Readings.—Ar., Eth., II., ii., 6, 7; ib., II., cc. 6-9; Hor., Odes, II., 10; Ruskin, Modern Painters, p. 3, s. i., c. x.

SECTION V.—Of Cardinal Virtues.

1. The enumeration of cardinal virtues is a piece of Greek philosophy that has found its ways into the catechism. Prudence, justice, fortitude, and temperance are mentioned by Plato as recognised heads of virtue. They are recognised, though less clearly, by Xenophon, reporting the conversations of Socrates. It does not look as though Socrates invented the division: he seems to have received it from an earlier source, possibly Pythagoras. They are mentioned in Holy Scripture (Wisdom viii., 7, which is however a Greek book), and Proverbs viii., 14. They make no figure in the philosophies of India and China.

2. The cardinal virtues are thus made out.—Virtue is a habit that gives a man readiness in behaving according to the reason that is in him. Such a habit may be fourfold. (a) It may reside in the reason, or intellect itself, enabling it readily to discern the reasonable thing to do, according to particular circumstances as they occur. That habit is the virtue of prudence. (b) It may reside in the rational appetite, otherwise called the will, disposing a man to act fairly and reasonably in his dealings with other men. That is justice. (c) It may reside in the irrational, or sensitive, appetite, and that to a twofold purpose; (a) to restrain the said appetite in its concupiscible part from a wanton and immoderate eagerness after pleasure; that is temperance: (b) to incite the said appetite in its irascible part not to shrink from danger, where there is reason for going on in spite of danger; that is fortitude.

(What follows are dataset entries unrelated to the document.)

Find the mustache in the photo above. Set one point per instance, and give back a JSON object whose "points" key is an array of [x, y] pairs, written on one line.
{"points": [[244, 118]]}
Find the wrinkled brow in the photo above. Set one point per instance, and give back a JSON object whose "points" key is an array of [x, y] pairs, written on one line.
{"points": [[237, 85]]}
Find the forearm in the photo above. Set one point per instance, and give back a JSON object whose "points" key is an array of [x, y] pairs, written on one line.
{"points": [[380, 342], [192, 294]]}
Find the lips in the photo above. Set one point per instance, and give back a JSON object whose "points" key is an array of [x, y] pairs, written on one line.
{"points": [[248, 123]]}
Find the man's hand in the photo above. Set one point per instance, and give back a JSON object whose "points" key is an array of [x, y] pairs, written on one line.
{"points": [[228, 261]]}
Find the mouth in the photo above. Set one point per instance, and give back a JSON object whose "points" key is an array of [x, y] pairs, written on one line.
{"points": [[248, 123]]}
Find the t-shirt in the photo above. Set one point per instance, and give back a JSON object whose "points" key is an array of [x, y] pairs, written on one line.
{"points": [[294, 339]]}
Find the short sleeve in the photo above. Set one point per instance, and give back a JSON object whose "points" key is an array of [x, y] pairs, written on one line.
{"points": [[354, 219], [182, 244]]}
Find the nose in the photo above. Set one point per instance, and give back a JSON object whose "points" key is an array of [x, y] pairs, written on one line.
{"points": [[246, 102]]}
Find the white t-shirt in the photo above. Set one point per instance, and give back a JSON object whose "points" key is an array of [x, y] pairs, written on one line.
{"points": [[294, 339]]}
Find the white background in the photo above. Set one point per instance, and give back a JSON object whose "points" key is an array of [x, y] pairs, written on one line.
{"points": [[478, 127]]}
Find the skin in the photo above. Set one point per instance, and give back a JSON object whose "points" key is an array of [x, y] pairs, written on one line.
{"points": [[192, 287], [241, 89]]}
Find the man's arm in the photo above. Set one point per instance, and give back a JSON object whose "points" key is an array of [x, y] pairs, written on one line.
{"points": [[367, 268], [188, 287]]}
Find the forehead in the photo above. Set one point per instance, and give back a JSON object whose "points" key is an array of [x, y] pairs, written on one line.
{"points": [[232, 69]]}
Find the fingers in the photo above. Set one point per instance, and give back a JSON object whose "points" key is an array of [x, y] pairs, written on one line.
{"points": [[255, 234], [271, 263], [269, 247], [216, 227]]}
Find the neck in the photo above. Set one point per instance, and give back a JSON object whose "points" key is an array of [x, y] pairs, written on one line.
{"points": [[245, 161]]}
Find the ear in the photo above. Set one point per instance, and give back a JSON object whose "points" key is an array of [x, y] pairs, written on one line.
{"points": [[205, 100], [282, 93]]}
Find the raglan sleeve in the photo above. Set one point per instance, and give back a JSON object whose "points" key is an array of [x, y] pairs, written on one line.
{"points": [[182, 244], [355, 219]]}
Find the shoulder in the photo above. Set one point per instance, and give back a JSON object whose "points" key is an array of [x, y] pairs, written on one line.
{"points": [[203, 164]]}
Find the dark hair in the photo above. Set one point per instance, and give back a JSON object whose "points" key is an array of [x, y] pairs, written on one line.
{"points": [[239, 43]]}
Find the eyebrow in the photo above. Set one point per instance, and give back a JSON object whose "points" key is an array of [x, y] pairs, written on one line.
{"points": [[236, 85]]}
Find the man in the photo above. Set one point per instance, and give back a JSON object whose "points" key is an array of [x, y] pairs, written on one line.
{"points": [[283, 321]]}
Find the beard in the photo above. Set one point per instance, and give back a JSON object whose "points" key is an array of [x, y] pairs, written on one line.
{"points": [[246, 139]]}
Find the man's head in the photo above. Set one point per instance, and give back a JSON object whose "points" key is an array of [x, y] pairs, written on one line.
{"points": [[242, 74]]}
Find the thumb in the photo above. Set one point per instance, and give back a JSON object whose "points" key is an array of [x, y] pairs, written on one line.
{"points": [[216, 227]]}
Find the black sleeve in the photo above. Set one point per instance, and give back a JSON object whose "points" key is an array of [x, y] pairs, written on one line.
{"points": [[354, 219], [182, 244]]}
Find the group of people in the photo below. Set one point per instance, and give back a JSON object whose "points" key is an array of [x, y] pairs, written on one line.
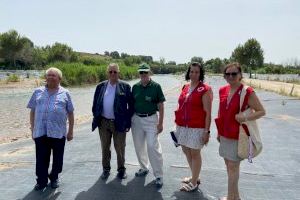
{"points": [[117, 108]]}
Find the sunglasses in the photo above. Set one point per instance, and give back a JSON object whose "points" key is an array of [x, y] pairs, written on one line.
{"points": [[113, 72], [233, 74], [196, 64], [142, 72]]}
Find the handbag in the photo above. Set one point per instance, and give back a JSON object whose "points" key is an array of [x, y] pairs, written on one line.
{"points": [[249, 146], [174, 137]]}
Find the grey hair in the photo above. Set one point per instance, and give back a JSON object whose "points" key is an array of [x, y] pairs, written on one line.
{"points": [[113, 65], [54, 69]]}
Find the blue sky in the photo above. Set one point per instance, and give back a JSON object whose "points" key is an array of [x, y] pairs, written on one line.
{"points": [[174, 29]]}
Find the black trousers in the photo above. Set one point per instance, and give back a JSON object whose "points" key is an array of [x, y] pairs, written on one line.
{"points": [[107, 131], [43, 147]]}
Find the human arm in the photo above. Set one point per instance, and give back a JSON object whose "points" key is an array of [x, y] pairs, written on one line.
{"points": [[31, 118], [255, 104], [71, 126], [161, 111], [207, 104]]}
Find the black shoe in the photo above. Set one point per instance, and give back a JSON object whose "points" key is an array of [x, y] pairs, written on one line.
{"points": [[38, 187], [122, 174], [54, 184], [105, 174]]}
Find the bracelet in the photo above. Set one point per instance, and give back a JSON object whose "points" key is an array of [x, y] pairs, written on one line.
{"points": [[244, 114]]}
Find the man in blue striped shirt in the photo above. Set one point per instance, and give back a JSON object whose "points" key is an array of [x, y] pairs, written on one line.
{"points": [[51, 106]]}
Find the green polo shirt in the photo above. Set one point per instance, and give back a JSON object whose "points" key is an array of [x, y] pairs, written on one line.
{"points": [[147, 97]]}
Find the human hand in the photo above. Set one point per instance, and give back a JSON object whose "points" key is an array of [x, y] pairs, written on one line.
{"points": [[218, 138], [205, 138], [240, 118], [70, 135], [159, 128]]}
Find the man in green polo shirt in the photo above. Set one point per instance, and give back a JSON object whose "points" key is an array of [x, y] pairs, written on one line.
{"points": [[146, 124]]}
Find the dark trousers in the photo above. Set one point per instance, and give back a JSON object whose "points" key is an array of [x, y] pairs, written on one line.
{"points": [[43, 147], [107, 131]]}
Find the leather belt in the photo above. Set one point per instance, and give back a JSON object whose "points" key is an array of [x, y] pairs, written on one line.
{"points": [[145, 114], [111, 120]]}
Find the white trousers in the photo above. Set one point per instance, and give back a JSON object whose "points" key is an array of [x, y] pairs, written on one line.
{"points": [[145, 139]]}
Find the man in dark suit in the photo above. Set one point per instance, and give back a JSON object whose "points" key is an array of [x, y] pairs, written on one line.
{"points": [[112, 111]]}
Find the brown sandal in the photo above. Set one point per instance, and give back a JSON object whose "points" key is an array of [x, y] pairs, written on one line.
{"points": [[187, 180], [189, 187]]}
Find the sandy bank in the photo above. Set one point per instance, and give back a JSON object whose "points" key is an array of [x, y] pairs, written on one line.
{"points": [[287, 89]]}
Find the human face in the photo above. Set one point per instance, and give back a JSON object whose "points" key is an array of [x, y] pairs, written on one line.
{"points": [[194, 73], [52, 79], [113, 74], [145, 76], [232, 75]]}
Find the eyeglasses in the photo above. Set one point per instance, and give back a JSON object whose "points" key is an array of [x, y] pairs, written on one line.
{"points": [[233, 74], [113, 72], [196, 64], [143, 72]]}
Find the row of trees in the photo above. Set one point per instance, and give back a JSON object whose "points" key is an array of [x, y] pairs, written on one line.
{"points": [[19, 52]]}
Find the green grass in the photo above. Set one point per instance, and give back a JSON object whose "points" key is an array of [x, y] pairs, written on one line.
{"points": [[13, 78], [80, 74]]}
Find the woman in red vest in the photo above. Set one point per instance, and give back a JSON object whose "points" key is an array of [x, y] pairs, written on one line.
{"points": [[193, 118], [229, 120]]}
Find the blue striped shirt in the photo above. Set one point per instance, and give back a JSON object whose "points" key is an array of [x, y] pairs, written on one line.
{"points": [[51, 112]]}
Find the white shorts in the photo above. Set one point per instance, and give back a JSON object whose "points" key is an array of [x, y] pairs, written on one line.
{"points": [[190, 137]]}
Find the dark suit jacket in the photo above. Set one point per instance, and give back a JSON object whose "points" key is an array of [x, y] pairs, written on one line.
{"points": [[123, 105]]}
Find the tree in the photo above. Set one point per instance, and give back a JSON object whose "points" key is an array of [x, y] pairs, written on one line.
{"points": [[11, 45], [146, 59], [214, 65], [171, 63], [106, 53], [115, 55], [61, 52], [197, 59], [162, 60], [250, 54]]}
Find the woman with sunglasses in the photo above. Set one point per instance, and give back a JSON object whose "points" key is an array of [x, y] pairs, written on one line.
{"points": [[228, 122], [193, 118]]}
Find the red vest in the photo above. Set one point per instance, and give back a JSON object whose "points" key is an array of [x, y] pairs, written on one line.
{"points": [[190, 112], [227, 126]]}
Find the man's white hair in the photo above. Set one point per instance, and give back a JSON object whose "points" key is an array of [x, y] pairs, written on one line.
{"points": [[54, 69], [113, 65]]}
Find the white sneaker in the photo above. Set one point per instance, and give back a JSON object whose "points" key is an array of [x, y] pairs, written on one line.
{"points": [[159, 182]]}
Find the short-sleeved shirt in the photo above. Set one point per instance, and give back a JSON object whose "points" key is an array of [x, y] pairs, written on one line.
{"points": [[108, 101], [51, 112], [146, 98]]}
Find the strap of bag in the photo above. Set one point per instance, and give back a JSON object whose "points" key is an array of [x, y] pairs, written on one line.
{"points": [[250, 143], [242, 96]]}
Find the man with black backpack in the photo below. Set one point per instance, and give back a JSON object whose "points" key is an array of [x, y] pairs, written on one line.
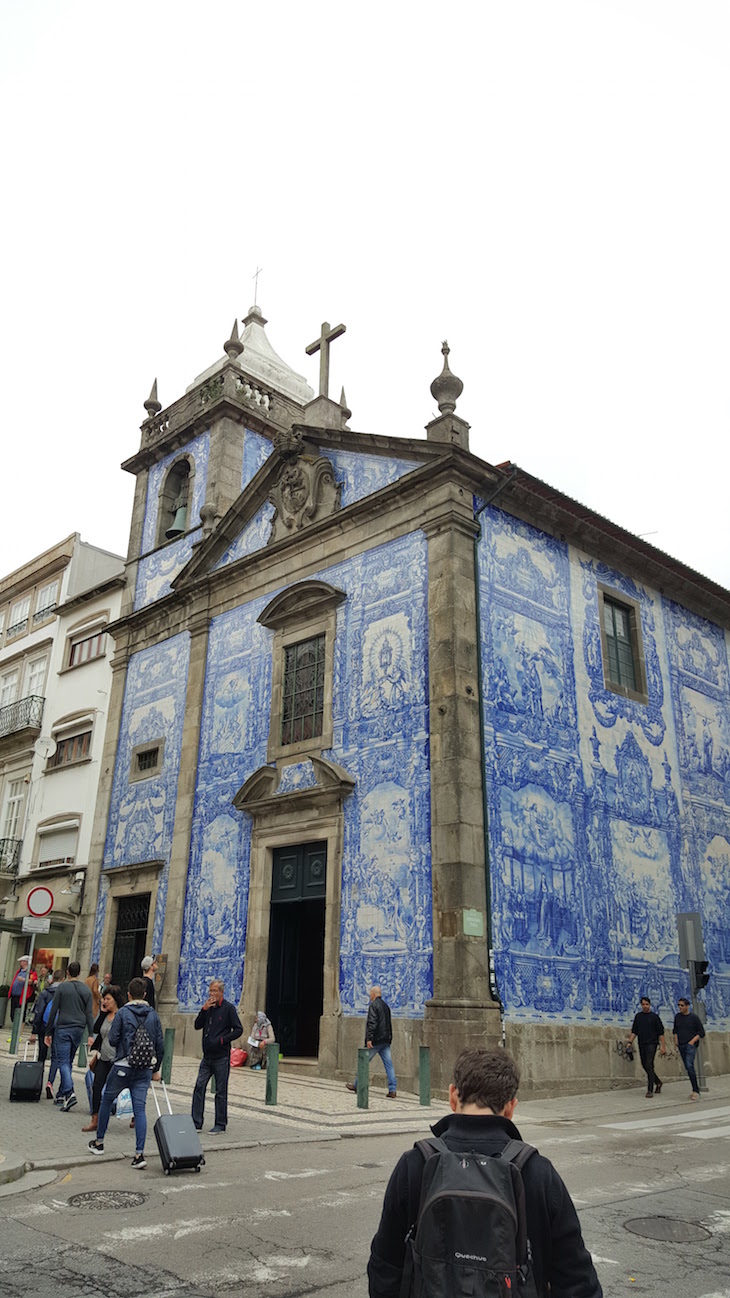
{"points": [[476, 1210], [137, 1035]]}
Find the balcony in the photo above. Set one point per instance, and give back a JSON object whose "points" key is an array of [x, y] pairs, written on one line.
{"points": [[21, 715], [9, 856]]}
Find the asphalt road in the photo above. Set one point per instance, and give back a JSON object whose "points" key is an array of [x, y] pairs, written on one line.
{"points": [[296, 1219]]}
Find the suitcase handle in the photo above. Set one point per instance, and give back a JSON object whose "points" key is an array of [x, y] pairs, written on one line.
{"points": [[157, 1102]]}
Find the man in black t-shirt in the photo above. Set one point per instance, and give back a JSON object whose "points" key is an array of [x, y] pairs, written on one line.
{"points": [[687, 1032], [648, 1028]]}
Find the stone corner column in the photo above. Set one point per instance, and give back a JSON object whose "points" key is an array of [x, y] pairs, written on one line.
{"points": [[179, 854], [461, 1011]]}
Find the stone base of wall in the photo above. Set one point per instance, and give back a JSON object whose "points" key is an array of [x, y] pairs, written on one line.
{"points": [[565, 1059], [555, 1059]]}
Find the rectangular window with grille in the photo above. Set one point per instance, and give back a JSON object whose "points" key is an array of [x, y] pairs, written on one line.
{"points": [[46, 601], [87, 648], [617, 626], [13, 808], [303, 700], [72, 748], [17, 622]]}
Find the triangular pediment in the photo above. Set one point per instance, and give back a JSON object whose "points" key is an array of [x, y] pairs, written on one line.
{"points": [[309, 475]]}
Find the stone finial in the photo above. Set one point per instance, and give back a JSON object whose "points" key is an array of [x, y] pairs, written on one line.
{"points": [[447, 388], [152, 405], [233, 347]]}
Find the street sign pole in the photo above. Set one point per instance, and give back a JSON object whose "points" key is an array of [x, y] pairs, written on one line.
{"points": [[24, 998]]}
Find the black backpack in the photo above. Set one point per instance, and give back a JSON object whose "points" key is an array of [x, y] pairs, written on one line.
{"points": [[142, 1049], [470, 1236]]}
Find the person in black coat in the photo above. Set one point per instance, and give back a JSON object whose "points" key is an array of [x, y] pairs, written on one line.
{"points": [[221, 1026], [483, 1097], [648, 1028]]}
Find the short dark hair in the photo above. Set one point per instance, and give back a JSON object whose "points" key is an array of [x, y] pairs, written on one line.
{"points": [[486, 1077]]}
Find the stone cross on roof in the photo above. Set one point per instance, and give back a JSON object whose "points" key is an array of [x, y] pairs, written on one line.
{"points": [[322, 347]]}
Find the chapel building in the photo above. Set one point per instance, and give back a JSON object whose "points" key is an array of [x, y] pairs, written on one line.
{"points": [[383, 713]]}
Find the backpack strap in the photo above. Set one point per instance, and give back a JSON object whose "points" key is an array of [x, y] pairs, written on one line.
{"points": [[517, 1153]]}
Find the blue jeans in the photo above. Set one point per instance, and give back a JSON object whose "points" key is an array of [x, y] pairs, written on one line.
{"points": [[66, 1042], [138, 1081], [689, 1061], [220, 1070], [385, 1053]]}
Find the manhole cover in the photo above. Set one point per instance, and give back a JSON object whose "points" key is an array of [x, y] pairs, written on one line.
{"points": [[101, 1200], [668, 1229]]}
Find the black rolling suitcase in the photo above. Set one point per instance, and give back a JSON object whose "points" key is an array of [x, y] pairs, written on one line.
{"points": [[27, 1077], [178, 1142]]}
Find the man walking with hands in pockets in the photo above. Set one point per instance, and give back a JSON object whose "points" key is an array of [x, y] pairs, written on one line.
{"points": [[221, 1026]]}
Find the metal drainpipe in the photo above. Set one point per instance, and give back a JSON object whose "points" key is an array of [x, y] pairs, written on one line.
{"points": [[494, 987]]}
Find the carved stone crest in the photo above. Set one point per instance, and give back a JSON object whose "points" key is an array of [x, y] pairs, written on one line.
{"points": [[305, 491]]}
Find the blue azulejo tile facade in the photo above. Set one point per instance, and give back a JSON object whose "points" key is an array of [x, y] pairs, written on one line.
{"points": [[379, 736], [143, 810], [605, 815]]}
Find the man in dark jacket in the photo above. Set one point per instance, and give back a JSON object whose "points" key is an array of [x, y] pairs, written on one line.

3. Plato compares the rational soul in man to a charioteer, driving two horses: one horse representing the concupiscible, the other the irascible part of the sensitive appetite. He draws a vivid picture of the resistance of the concupiscible part against reason, how madly it rushes after lawless pleasure, and how it is only kept in restraint by main force again and again applied, till gradually it grows submissive. This submissiveness, gradually acquired, is the virtue of temperance. Clearly the habit dwells in the appetite, not in reason: in the horse, not in the charioteer. It is that habitual state, which in a horse we call being broken in.

The concupiscible appetite is broken in to reason by temperance residing within it. Plato lavishes all evil names on the steed that represents the concupiscible part. But the irascible part, the other steed, has its own fault, and that fault twofold, sometimes of over-venturesomeness, sometimes of shying and turning tail. The habit engendered, in the irascible part, of being neither over-venturesome nor over-timorous, but going by reason, is termed fortitude. [Footnote 6]

[Footnote 6: It will help an Englishman to understand Plato's comparison, if instead of concupiscible part and irascible part, we call the one steed Passion and the other Pluck. Pluck fails, and Passion runs to excess, till Pluck is formed to fortitude, and Passion to temperance.]

4. As the will is the rational appetite, the proper object of which is rational good, it does not need to be prompted by any habit to embrace rational good in what concerns only the inward administration of the agent's own self. There is no difficulty in that department, provided the sensitive appetite be kept in hand by fortitude and temperance. But where there is question of external relations with other men, it is not enough that the sensitive appetite be regulated, but a third virtue is necessary, the habit of justice, to be planted in the will, which would otherwise be too weak to attend steadily to points, not of the agent's own good merely, but of the good of other men.